Alan Kay himself wrote this famous thing and said "The notion of object oriented programming is completely misunderstood. It's not about objects and classes, it's all about messages". He wrote that and he said that the initial reaction to object oriented programming was to overemphasize the classes and methods and under emphasize the messages and if we talk much more about messages then it would be a lot nicer. The original Smalltalk was always talking about objects and you sent messages to them and they responded by sending messages back.

But you don't really do that and you don't really have isolation which is one of the problems. Dan Ingalls said yesterday (I thought it was very nice) about messaging that once you got messaging, you don't have to care where the message came from. You don't really have to care, the runtime system has to organize the delivery of the message, we don't have to care about how it's processed. It sort of decouples the sender and the receiver in this kind of mutual way. That's why I love messaging.
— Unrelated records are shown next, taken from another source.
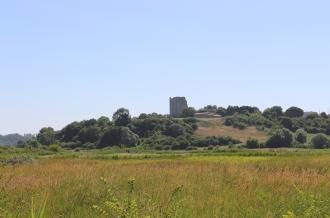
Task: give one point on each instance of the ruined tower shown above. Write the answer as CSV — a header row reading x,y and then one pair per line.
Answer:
x,y
177,106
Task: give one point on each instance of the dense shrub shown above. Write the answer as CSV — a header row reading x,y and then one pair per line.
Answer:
x,y
301,136
294,112
252,143
280,138
118,136
55,148
273,113
320,141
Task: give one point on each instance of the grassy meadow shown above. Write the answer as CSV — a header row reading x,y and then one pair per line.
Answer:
x,y
227,184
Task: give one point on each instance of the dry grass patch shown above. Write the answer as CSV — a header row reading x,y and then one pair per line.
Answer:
x,y
215,127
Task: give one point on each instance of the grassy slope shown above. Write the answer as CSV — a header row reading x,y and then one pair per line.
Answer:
x,y
213,186
215,127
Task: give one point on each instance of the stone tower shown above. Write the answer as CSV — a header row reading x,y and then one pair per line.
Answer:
x,y
177,106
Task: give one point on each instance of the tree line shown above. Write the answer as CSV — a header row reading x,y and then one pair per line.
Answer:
x,y
154,131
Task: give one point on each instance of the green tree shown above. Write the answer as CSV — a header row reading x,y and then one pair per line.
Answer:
x,y
121,117
103,122
118,136
273,113
90,134
280,138
46,136
320,141
301,136
252,143
294,112
175,130
70,132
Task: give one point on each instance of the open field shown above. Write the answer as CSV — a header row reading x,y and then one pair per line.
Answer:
x,y
215,127
211,185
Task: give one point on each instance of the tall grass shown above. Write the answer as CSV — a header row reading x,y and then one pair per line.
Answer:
x,y
214,186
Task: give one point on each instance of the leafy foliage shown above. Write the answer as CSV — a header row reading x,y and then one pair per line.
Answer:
x,y
280,138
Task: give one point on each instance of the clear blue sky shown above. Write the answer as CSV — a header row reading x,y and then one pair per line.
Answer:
x,y
62,60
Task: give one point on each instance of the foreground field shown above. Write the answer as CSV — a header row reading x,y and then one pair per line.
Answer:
x,y
209,185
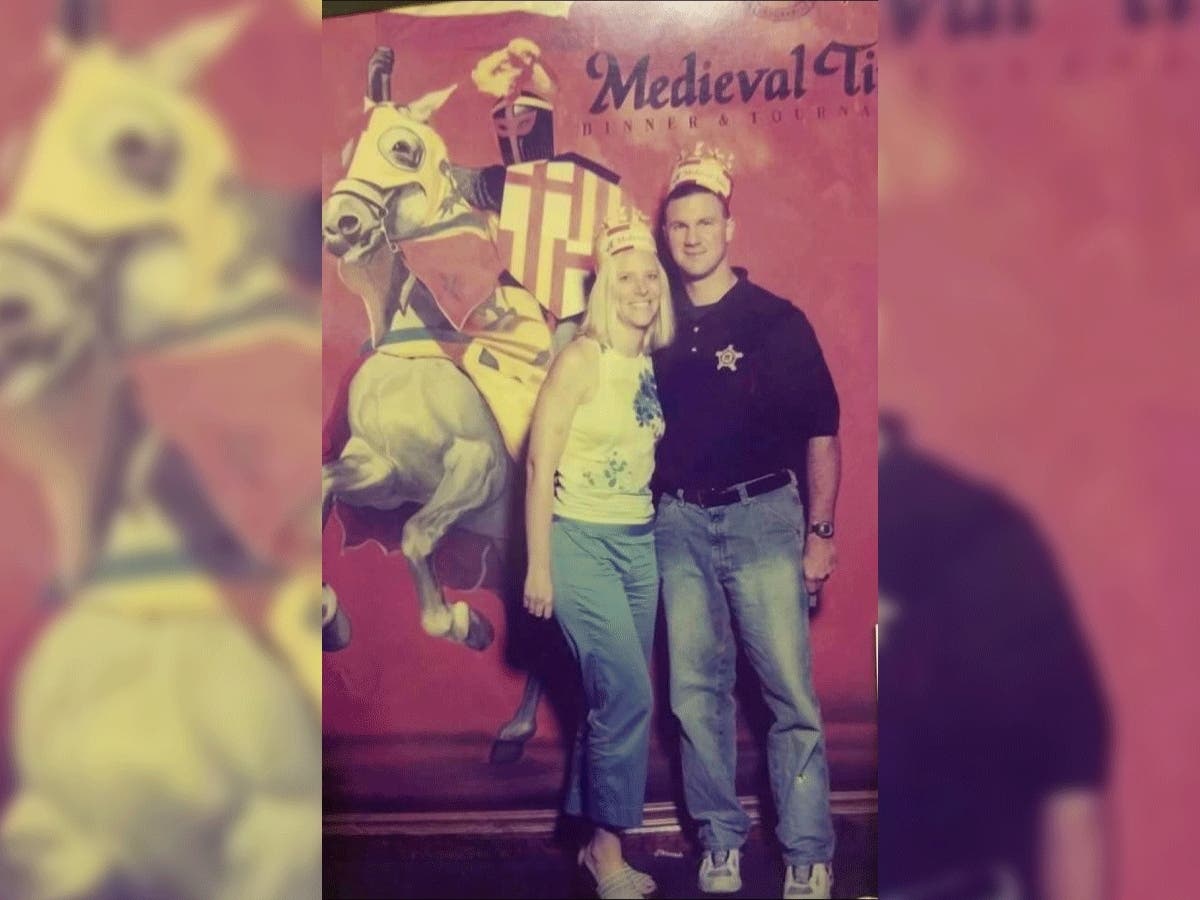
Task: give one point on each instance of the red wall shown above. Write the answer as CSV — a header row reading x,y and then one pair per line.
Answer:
x,y
805,210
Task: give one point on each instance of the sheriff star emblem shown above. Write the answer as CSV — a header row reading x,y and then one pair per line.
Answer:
x,y
729,359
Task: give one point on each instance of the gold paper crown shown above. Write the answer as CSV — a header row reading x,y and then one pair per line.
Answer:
x,y
629,229
707,167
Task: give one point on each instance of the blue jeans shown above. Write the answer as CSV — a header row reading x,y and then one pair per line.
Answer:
x,y
743,563
606,589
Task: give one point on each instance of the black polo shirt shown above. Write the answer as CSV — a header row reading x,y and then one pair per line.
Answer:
x,y
743,388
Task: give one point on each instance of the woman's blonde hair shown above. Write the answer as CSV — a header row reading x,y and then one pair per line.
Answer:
x,y
598,322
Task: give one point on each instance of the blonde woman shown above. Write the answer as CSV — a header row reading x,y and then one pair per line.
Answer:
x,y
591,534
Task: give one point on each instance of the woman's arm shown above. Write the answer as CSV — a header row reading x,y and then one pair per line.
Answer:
x,y
571,382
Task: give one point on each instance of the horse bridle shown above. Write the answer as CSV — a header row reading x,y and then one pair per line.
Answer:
x,y
375,198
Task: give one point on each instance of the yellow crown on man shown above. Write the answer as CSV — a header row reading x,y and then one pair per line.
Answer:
x,y
705,166
628,229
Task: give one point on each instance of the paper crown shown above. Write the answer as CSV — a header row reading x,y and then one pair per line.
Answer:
x,y
629,229
707,167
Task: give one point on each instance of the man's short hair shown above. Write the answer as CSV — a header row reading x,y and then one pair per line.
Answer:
x,y
687,189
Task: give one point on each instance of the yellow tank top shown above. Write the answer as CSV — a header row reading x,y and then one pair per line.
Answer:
x,y
605,471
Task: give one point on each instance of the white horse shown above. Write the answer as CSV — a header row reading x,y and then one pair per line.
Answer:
x,y
159,748
441,408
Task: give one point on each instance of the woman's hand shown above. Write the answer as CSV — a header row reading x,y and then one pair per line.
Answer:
x,y
539,597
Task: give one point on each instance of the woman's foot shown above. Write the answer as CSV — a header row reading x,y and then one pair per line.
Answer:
x,y
642,881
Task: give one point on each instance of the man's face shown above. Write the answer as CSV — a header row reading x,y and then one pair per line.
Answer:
x,y
697,234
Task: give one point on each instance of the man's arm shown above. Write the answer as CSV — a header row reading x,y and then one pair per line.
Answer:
x,y
825,473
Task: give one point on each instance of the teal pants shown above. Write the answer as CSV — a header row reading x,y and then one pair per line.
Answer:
x,y
606,588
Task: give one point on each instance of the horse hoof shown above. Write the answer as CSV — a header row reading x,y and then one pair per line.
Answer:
x,y
479,631
335,629
481,634
505,753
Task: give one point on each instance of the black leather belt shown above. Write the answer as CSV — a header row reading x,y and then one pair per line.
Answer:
x,y
733,493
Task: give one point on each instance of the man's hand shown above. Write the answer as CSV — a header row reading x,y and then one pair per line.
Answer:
x,y
539,594
820,561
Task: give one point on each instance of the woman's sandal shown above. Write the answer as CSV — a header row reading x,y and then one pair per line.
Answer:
x,y
623,881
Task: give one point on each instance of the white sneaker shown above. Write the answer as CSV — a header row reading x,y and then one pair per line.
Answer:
x,y
720,871
808,881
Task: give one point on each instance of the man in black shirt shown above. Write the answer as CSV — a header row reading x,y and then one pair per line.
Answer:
x,y
751,443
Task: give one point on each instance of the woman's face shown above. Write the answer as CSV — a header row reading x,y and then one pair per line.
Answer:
x,y
636,287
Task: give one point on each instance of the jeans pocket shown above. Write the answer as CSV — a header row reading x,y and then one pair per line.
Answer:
x,y
784,509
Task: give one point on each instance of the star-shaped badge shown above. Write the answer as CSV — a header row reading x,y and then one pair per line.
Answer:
x,y
729,359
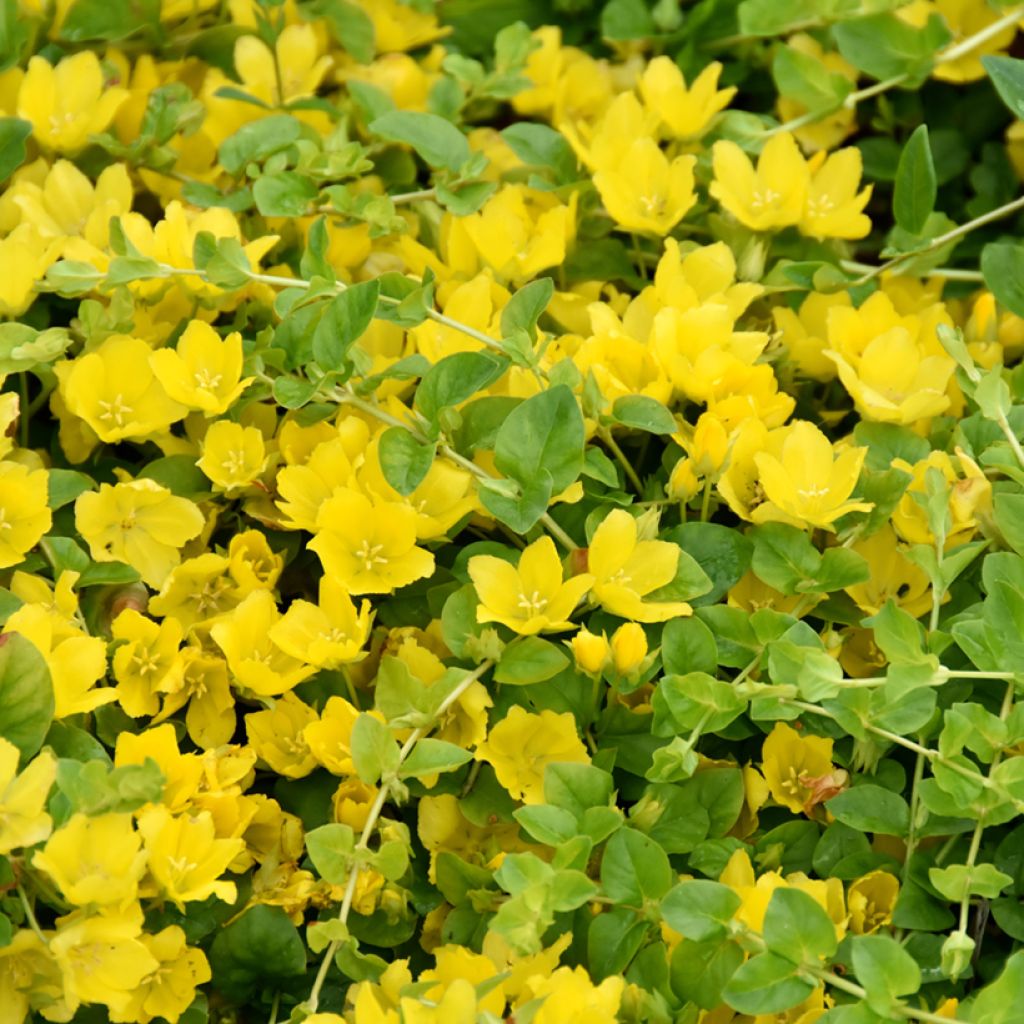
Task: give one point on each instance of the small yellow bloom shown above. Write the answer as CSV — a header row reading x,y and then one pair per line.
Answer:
x,y
766,199
686,113
627,569
233,456
25,513
256,662
530,597
522,744
186,859
138,522
805,482
629,648
328,634
794,765
24,820
202,372
590,651
115,391
95,860
69,102
369,548
871,899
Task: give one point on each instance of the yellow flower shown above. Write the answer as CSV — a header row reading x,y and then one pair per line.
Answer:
x,y
645,192
24,820
834,207
186,859
686,113
115,391
69,102
95,860
369,548
256,662
530,597
570,997
520,231
871,899
147,660
590,651
627,569
795,766
331,737
629,648
522,744
202,372
101,958
328,634
766,199
25,514
233,456
805,482
169,991
138,522
276,736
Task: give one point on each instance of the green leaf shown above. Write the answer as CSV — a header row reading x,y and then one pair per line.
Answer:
x,y
798,927
915,188
330,848
870,808
432,756
885,969
375,753
635,868
256,952
286,194
436,140
1008,77
13,133
767,984
404,461
344,323
1003,268
642,413
524,308
26,694
700,910
527,660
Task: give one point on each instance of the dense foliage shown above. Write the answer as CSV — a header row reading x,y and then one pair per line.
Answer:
x,y
511,511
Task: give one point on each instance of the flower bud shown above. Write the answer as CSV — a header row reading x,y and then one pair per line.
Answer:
x,y
590,650
629,648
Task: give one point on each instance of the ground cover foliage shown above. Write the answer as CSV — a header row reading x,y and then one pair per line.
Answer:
x,y
511,511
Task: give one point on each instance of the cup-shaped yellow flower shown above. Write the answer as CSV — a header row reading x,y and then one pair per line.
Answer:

The 3 things that object oriented programming has it's messaging, which is possibly the most important thing. The next thing is isolation and that's what I talked about earlier, that my program shouldn't crash your program, if the 2 things are isolated, then any mistakes I make in my program will not crash your program. This is certainly not true with Java. You cannot take 2 Java applications, bung them in the JVM and one of them still halts the machine and the other one will halt as well. You can crash somebody else's application, so they are not isolated.

The third thing you want is polymorphism. Polymorphism is especially regarding messaging, that's just there for the programmer's convenience. It's very nice to have for all objects or all processes or whatever you call them, to have a printMe method - "Go print yourself" and then they print themselves. That's because the programmers, if they all got different names, the programmer is never going to remember this, so it's a polymorphism. It just means "OK, all objects have a printMe method. All objects have a what's your size method or introspection method."

Erlang has got all these things. It's got isolation, it's got polymorphism and it's got pure messaging. From that point of view, we might say it's the only object oriented language and perhaps I was a bit premature in saying that object oriented languages are about. You can try it and see it for yourself.